Castelnaud-la-Chapelle, France: Josephine Baker's legacy, under a Dordogne roof
A turreted 15th-century château, flanked by hundred-year-old magnolia trees, has one of the best views of the rolling hills and tiled-roof villages of the Dordogne Valley. It's a view you don't see much in St. Louis, where Josephine Baker slept on the streets as a child—perhaps that's one of the reasons the music-hall star splurged to buy the manse in 1947.

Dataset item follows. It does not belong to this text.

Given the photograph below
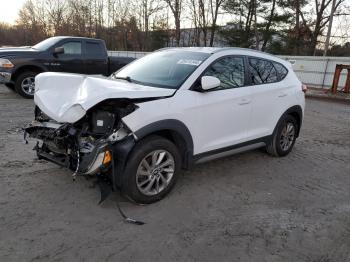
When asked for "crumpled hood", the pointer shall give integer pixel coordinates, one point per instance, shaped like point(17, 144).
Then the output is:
point(66, 97)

Les Milandes was built in 1489 when Claude de Cardaillac asked her husband, the Lord of Castelnaud, to build her something a little less stuffy than the family chateau. The result: A structure that, true to her wishes, feels (at least on the inside) like a very grand home, with beamed ceilings, mullioned windows and stained-glass panels, and fireplaces you could park a deux chevaux in.
Just over four and a half centuries later, Baker—who'd decamped the still racially-segregated U.S. for more progressive shores, and risen to become the toast of Paris nightlife—acquired and renovated the property. (Not surprisingly, some of the bathrooms are done up in an Art Déco style.)
The performer's prodigious talents didn't include book-balancing; she blew through her cash so fast and furiously that the château was repossessed in the 1960s. One of the hundreds of Baker artifacts on display at les Milandes—including the banana skirt she wore at the Folies Bergère in 1927 and beaded gowns that would make Bob Mackie weep, not to mention medals she was awarded for her other life, as a French spy and a member of the Résistance—is the last photograph taken of her on the property, sitting on the front steps, surrounded by her few remaining possessions.
The manse itself is a stunning take-in, but don't miss the falcons, who perform in the Birds of Prey show on the lawn.